NÃO TENHO LAR

Fui observando seus passos lentos,

roupas em frangalhos,

pés descalços,

cabelos em desalinho,

barba crescida,

cheirando mal.

Vi que parou atento observando,

e num relance catou da lixeira,

algo que me pareceu comida,

restos quem sabe de uma mesa farta,

e se acomodou numa calçada,

longe de olhos indiscretos,

que poderiam julgá-lo um pedinte.

Comeu com mãos sujas a podridão,

rejeitos já cheirando mal,

e parecendo sentir-se alimentado,

notei que tirou dos pertences um livro,

ficando absorto na leitura sem pressa,

até que fechou suas páginas e adormeceu.

Passei tempos depois e notei sua presença,

impassível, como se afastado do mundo,

e as páginas do livro eram dedilhadas sem pressa,

como um leitor atento envolto em possíveis emoções,

Até que curioso perguntei se gostava de ler.

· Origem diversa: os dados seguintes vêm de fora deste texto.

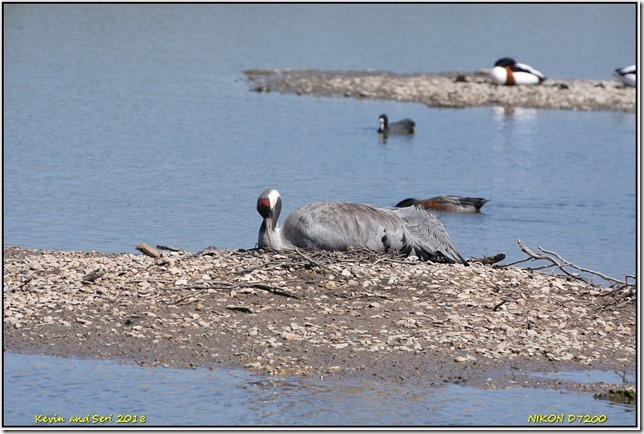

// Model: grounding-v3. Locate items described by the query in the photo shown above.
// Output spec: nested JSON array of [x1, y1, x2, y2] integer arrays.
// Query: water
[[4, 353, 636, 427], [3, 4, 636, 424]]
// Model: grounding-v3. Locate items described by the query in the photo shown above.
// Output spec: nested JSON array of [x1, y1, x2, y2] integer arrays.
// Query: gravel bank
[[244, 69, 636, 112], [3, 247, 636, 391]]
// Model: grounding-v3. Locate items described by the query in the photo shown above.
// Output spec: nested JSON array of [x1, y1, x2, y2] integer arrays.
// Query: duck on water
[[396, 195, 490, 213], [378, 114, 416, 135], [490, 57, 546, 86], [257, 188, 467, 265]]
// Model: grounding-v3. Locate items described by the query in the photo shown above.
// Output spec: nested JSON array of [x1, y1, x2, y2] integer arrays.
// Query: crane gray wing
[[282, 202, 402, 251], [395, 205, 467, 264]]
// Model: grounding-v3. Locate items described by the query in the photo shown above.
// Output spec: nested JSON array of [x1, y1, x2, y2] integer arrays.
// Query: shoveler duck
[[378, 114, 416, 134], [615, 65, 637, 87], [490, 57, 546, 86], [396, 196, 489, 212]]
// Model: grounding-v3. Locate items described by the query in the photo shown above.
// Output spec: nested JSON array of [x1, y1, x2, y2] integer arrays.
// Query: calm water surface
[[4, 353, 635, 427], [3, 4, 636, 424]]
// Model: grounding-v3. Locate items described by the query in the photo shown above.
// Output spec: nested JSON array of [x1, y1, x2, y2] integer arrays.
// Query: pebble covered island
[[3, 247, 636, 391]]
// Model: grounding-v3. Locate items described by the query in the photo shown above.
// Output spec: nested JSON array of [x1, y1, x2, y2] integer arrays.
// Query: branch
[[516, 240, 635, 286]]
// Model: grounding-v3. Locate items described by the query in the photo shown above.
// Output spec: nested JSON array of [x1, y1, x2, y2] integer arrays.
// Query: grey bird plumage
[[257, 189, 467, 264]]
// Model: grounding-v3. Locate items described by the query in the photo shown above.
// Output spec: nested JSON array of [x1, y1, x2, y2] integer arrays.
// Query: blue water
[[3, 4, 637, 424], [4, 353, 636, 428]]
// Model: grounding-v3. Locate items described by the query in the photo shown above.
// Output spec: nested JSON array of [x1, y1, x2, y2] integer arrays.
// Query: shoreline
[[3, 247, 636, 392], [244, 69, 637, 112]]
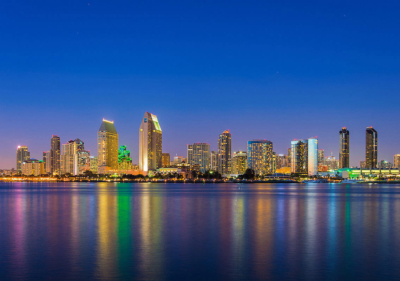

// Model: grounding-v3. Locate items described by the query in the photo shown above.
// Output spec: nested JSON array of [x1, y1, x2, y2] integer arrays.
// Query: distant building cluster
[[10, 112, 400, 177]]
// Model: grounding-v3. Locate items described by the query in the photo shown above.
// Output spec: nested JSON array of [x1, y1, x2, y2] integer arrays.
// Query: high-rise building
[[247, 140, 274, 176], [378, 160, 393, 169], [318, 149, 325, 166], [324, 155, 339, 170], [232, 151, 247, 175], [77, 150, 90, 175], [43, 151, 51, 174], [393, 154, 400, 169], [50, 135, 61, 175], [365, 127, 378, 169], [97, 119, 118, 174], [339, 127, 350, 169], [218, 130, 232, 175], [161, 153, 171, 168], [276, 154, 289, 169], [21, 159, 44, 176], [61, 139, 85, 175], [90, 156, 98, 174], [291, 138, 318, 176], [187, 143, 210, 172], [174, 155, 185, 165], [139, 112, 162, 172], [210, 151, 218, 171], [17, 145, 31, 173], [118, 145, 132, 171]]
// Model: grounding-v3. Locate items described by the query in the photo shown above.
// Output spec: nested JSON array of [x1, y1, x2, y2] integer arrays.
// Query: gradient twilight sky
[[0, 0, 400, 168]]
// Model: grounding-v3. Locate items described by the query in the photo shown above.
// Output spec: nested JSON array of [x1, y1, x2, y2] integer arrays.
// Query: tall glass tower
[[139, 112, 162, 173], [365, 127, 378, 169], [339, 127, 350, 169], [97, 119, 118, 174], [50, 135, 61, 175], [17, 145, 31, 172], [290, 138, 318, 176], [218, 130, 232, 175], [247, 140, 275, 176]]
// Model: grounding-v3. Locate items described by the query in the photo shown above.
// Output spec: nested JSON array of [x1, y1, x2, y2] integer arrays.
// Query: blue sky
[[0, 0, 400, 168]]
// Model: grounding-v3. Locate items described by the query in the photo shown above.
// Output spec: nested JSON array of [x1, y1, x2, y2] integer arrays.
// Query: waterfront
[[0, 182, 400, 280]]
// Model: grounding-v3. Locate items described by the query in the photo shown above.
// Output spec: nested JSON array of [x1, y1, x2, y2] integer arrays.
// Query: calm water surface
[[0, 180, 400, 280]]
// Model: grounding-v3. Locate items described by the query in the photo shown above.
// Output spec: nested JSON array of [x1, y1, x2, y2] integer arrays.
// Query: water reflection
[[0, 183, 400, 280]]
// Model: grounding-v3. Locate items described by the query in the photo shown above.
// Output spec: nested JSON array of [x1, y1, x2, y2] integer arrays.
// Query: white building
[[139, 112, 162, 173]]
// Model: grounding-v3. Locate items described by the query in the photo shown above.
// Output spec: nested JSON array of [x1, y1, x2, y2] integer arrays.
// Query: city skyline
[[0, 1, 400, 168], [0, 118, 397, 169]]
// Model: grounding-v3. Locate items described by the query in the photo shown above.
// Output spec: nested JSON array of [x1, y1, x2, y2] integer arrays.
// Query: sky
[[0, 0, 400, 169]]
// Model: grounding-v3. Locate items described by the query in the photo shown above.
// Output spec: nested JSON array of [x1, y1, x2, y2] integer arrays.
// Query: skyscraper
[[17, 145, 31, 173], [61, 139, 85, 175], [291, 138, 318, 176], [118, 145, 132, 171], [339, 127, 350, 169], [50, 135, 61, 175], [97, 119, 118, 174], [77, 150, 90, 175], [276, 154, 289, 169], [43, 151, 51, 174], [365, 127, 378, 169], [393, 154, 400, 169], [187, 143, 210, 172], [21, 159, 44, 176], [218, 130, 232, 175], [318, 149, 325, 166], [161, 153, 171, 168], [232, 151, 247, 175], [139, 112, 162, 173], [90, 156, 98, 174], [247, 140, 274, 175], [210, 151, 218, 171]]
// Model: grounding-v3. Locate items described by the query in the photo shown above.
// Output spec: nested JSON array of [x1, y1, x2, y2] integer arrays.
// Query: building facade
[[232, 151, 247, 175], [247, 140, 274, 176], [365, 127, 378, 169], [339, 127, 350, 169], [43, 151, 51, 174], [139, 112, 162, 173], [97, 119, 118, 174], [118, 145, 132, 171], [218, 130, 232, 175], [21, 159, 45, 176], [17, 145, 31, 173], [61, 139, 85, 176], [90, 156, 98, 174], [291, 138, 318, 176], [187, 143, 210, 172], [161, 152, 171, 168], [210, 151, 218, 171], [77, 150, 90, 175], [50, 135, 61, 175], [325, 155, 340, 171], [393, 154, 400, 169]]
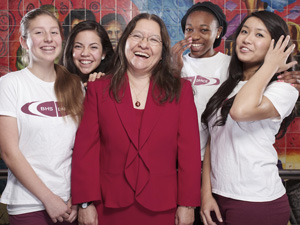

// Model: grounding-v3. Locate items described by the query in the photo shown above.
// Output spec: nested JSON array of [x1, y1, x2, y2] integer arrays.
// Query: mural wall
[[0, 0, 300, 166]]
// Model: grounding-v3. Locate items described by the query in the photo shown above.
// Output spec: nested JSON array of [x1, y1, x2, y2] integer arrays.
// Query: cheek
[[72, 51, 79, 61]]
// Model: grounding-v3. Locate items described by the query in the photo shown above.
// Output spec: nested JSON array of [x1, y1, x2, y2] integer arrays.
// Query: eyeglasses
[[130, 32, 162, 46]]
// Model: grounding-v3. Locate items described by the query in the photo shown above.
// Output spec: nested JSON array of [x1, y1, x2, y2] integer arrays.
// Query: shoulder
[[87, 75, 111, 91], [180, 78, 192, 95], [0, 69, 27, 84]]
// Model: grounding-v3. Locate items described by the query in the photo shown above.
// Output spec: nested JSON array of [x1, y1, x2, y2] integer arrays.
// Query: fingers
[[215, 207, 223, 223]]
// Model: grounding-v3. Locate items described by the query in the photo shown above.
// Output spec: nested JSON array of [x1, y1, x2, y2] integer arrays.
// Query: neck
[[27, 63, 56, 82]]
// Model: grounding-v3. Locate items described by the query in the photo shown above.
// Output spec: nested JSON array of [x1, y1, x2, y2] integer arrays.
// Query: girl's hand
[[171, 37, 192, 74], [175, 206, 195, 225], [65, 198, 78, 223], [200, 195, 223, 225], [43, 194, 72, 223], [265, 35, 297, 73]]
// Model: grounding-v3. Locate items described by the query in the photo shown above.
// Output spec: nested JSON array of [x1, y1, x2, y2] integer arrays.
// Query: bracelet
[[79, 202, 92, 209]]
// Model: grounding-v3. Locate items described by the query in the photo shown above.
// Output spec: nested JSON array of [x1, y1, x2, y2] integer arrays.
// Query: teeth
[[42, 46, 54, 50], [241, 47, 249, 51], [134, 52, 150, 58], [80, 60, 92, 64], [192, 44, 203, 47]]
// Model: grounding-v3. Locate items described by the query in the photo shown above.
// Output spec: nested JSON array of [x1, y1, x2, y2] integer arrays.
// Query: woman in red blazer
[[71, 13, 201, 225]]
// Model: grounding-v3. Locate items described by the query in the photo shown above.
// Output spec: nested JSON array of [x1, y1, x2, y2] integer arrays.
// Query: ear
[[216, 26, 223, 39], [19, 36, 28, 50]]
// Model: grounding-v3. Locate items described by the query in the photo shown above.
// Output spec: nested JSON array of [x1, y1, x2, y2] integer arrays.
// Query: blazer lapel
[[139, 81, 164, 148], [114, 79, 139, 149]]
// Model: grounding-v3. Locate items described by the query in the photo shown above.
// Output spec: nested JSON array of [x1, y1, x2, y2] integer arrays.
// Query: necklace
[[129, 81, 149, 107]]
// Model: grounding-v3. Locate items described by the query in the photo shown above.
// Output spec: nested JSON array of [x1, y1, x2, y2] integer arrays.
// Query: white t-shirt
[[0, 68, 77, 214], [181, 52, 231, 160], [209, 81, 299, 202]]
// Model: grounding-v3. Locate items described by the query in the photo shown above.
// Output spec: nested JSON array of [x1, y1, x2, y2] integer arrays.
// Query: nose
[[80, 48, 89, 56], [44, 32, 52, 42], [140, 37, 149, 48], [191, 31, 200, 41], [243, 34, 252, 44]]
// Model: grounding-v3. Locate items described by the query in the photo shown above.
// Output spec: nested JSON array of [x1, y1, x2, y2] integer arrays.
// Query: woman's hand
[[84, 72, 105, 87], [265, 35, 297, 73], [65, 198, 78, 223], [175, 206, 195, 225], [78, 203, 98, 225], [43, 194, 72, 223], [277, 71, 300, 92], [200, 195, 223, 225], [171, 37, 192, 74]]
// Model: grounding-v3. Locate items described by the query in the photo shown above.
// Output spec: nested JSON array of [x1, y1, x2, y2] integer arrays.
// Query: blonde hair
[[20, 8, 84, 123]]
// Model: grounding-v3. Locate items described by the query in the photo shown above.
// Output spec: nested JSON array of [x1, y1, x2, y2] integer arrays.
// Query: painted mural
[[0, 0, 300, 224]]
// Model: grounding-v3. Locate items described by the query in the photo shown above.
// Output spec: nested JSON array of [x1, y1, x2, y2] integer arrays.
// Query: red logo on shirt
[[21, 101, 65, 117]]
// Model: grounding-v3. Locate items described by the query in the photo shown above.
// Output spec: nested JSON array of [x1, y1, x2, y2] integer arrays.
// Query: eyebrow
[[243, 25, 268, 33], [131, 30, 161, 38]]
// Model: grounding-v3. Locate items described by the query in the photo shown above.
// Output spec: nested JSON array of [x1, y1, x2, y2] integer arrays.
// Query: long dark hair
[[62, 20, 114, 82], [110, 13, 181, 103], [201, 11, 296, 139]]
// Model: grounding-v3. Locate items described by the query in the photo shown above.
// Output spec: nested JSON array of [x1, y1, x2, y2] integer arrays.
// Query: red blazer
[[71, 75, 201, 211]]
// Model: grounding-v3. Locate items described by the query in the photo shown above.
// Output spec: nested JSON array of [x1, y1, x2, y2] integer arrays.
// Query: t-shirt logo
[[21, 101, 65, 117], [186, 75, 220, 86]]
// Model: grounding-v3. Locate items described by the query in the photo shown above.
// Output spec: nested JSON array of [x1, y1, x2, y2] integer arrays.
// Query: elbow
[[229, 107, 247, 122]]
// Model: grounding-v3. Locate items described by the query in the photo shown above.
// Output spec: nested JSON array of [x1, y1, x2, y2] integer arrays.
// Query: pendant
[[134, 101, 141, 107]]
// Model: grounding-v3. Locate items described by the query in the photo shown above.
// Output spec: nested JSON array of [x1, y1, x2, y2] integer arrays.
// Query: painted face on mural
[[73, 30, 105, 75], [184, 11, 222, 58], [125, 19, 162, 76], [236, 17, 271, 67], [104, 20, 123, 49], [20, 15, 62, 63]]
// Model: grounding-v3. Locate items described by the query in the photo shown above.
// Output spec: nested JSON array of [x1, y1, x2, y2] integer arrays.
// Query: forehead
[[75, 30, 101, 43], [186, 10, 218, 25], [29, 15, 59, 29], [133, 19, 161, 36], [244, 17, 269, 32]]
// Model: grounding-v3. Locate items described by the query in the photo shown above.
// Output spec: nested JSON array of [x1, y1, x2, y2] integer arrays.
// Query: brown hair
[[63, 20, 114, 82], [20, 9, 84, 122], [110, 13, 181, 103]]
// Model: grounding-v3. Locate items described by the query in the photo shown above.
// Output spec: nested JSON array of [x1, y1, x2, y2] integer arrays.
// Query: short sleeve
[[264, 82, 299, 120], [0, 74, 18, 117]]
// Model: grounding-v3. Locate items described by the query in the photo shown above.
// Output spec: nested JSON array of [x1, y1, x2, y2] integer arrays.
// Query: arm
[[200, 138, 223, 225], [230, 36, 296, 121], [277, 71, 300, 92], [0, 116, 71, 223], [171, 37, 192, 75], [175, 81, 201, 225]]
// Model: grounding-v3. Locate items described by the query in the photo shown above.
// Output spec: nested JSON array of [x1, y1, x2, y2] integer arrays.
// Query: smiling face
[[104, 20, 123, 49], [184, 11, 222, 58], [20, 15, 62, 64], [236, 17, 272, 69], [125, 19, 162, 76], [73, 30, 105, 75]]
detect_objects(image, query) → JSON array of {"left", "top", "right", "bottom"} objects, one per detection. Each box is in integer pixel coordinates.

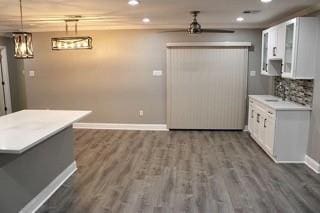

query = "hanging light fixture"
[
  {"left": 12, "top": 0, "right": 33, "bottom": 59},
  {"left": 51, "top": 19, "right": 92, "bottom": 50}
]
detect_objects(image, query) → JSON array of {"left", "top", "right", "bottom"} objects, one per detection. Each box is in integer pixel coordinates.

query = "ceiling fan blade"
[
  {"left": 201, "top": 29, "right": 234, "bottom": 33},
  {"left": 160, "top": 29, "right": 188, "bottom": 33}
]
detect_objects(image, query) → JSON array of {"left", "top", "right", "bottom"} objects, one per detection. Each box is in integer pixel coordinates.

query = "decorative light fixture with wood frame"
[
  {"left": 12, "top": 0, "right": 33, "bottom": 59},
  {"left": 51, "top": 19, "right": 92, "bottom": 50}
]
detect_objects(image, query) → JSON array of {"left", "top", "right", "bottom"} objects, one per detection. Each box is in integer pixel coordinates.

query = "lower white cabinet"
[{"left": 248, "top": 98, "right": 310, "bottom": 163}]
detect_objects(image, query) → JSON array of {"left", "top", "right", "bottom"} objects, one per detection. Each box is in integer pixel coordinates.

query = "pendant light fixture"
[
  {"left": 51, "top": 19, "right": 92, "bottom": 50},
  {"left": 12, "top": 0, "right": 33, "bottom": 59}
]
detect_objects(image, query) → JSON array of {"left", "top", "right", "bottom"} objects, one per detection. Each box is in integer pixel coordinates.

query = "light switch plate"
[
  {"left": 29, "top": 70, "right": 36, "bottom": 77},
  {"left": 153, "top": 70, "right": 162, "bottom": 76},
  {"left": 250, "top": 70, "right": 257, "bottom": 77}
]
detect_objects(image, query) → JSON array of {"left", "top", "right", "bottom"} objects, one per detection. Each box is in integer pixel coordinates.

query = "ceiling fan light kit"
[
  {"left": 165, "top": 11, "right": 234, "bottom": 34},
  {"left": 12, "top": 0, "right": 33, "bottom": 59}
]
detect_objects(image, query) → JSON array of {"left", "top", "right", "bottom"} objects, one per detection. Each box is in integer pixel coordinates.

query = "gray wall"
[
  {"left": 0, "top": 37, "right": 26, "bottom": 112},
  {"left": 25, "top": 30, "right": 271, "bottom": 124},
  {"left": 308, "top": 15, "right": 320, "bottom": 163}
]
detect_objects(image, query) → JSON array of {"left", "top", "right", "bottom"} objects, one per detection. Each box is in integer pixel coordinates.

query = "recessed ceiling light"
[
  {"left": 237, "top": 17, "right": 244, "bottom": 22},
  {"left": 142, "top": 18, "right": 150, "bottom": 23},
  {"left": 128, "top": 0, "right": 140, "bottom": 6}
]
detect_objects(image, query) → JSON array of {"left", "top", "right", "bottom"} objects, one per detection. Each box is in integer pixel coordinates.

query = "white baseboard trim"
[
  {"left": 305, "top": 155, "right": 320, "bottom": 174},
  {"left": 19, "top": 161, "right": 77, "bottom": 213},
  {"left": 73, "top": 123, "right": 168, "bottom": 131}
]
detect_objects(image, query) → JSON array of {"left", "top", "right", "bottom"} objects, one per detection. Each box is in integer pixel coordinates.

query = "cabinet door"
[
  {"left": 282, "top": 19, "right": 297, "bottom": 78},
  {"left": 261, "top": 31, "right": 269, "bottom": 73},
  {"left": 252, "top": 109, "right": 261, "bottom": 142},
  {"left": 276, "top": 24, "right": 286, "bottom": 60},
  {"left": 268, "top": 27, "right": 278, "bottom": 59},
  {"left": 263, "top": 115, "right": 276, "bottom": 155},
  {"left": 248, "top": 103, "right": 255, "bottom": 134}
]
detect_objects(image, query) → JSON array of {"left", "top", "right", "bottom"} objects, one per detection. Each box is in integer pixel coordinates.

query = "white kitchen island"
[{"left": 0, "top": 110, "right": 91, "bottom": 213}]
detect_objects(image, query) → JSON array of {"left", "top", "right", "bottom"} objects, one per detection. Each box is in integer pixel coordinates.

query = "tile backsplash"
[{"left": 274, "top": 77, "right": 313, "bottom": 106}]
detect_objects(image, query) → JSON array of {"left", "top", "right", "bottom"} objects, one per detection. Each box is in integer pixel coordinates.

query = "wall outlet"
[
  {"left": 250, "top": 70, "right": 257, "bottom": 77},
  {"left": 29, "top": 70, "right": 36, "bottom": 77},
  {"left": 152, "top": 70, "right": 162, "bottom": 76}
]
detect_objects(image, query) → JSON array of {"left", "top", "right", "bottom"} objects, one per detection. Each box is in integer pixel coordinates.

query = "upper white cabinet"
[
  {"left": 261, "top": 17, "right": 319, "bottom": 79},
  {"left": 261, "top": 24, "right": 285, "bottom": 76}
]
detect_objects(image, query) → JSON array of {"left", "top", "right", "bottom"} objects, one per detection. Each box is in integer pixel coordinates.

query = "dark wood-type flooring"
[{"left": 38, "top": 130, "right": 320, "bottom": 213}]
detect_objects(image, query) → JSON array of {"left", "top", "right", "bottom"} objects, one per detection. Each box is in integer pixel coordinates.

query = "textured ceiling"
[{"left": 0, "top": 0, "right": 320, "bottom": 32}]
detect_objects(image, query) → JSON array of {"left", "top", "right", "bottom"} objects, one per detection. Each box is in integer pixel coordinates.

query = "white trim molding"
[
  {"left": 73, "top": 123, "right": 168, "bottom": 131},
  {"left": 19, "top": 161, "right": 77, "bottom": 213},
  {"left": 0, "top": 46, "right": 12, "bottom": 114},
  {"left": 167, "top": 41, "right": 252, "bottom": 47},
  {"left": 305, "top": 155, "right": 320, "bottom": 174}
]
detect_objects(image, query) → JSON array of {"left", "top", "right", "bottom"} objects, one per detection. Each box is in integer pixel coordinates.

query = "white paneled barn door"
[{"left": 167, "top": 43, "right": 249, "bottom": 130}]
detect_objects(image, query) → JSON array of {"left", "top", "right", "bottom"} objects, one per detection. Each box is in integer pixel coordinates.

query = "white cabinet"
[
  {"left": 248, "top": 97, "right": 310, "bottom": 163},
  {"left": 261, "top": 25, "right": 284, "bottom": 76},
  {"left": 261, "top": 17, "right": 319, "bottom": 79},
  {"left": 248, "top": 100, "right": 275, "bottom": 155},
  {"left": 282, "top": 17, "right": 319, "bottom": 79}
]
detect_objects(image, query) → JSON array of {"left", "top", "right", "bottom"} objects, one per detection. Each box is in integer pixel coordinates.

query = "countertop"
[
  {"left": 0, "top": 110, "right": 91, "bottom": 154},
  {"left": 249, "top": 95, "right": 312, "bottom": 111}
]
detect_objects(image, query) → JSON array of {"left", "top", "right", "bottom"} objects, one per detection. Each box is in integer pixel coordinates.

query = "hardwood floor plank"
[{"left": 38, "top": 130, "right": 320, "bottom": 213}]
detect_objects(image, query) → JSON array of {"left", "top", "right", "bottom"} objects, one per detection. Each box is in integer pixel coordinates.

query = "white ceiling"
[{"left": 0, "top": 0, "right": 320, "bottom": 32}]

Fitou-me com olhos marejados de lágrimas,

dizendo-se escritor que fazia seus rabiscos,

amando a poesia que escrevia com facilidades,

e as inspirações vinham nas madrugadas,

quando embaixo de pontes ou de viadutos,

encontrava seu teto para neles se abrigar.

Notei que tinha a aparência dos sábios,

diante das palavras ditas com desenvoltura,

e pedindo desculpas pela sua aparência,

disse ser um andarilho em busca de horizontes,

por ter perdido o lar onde tinha a felicidade,

até que num despedir apertou-me as mãos.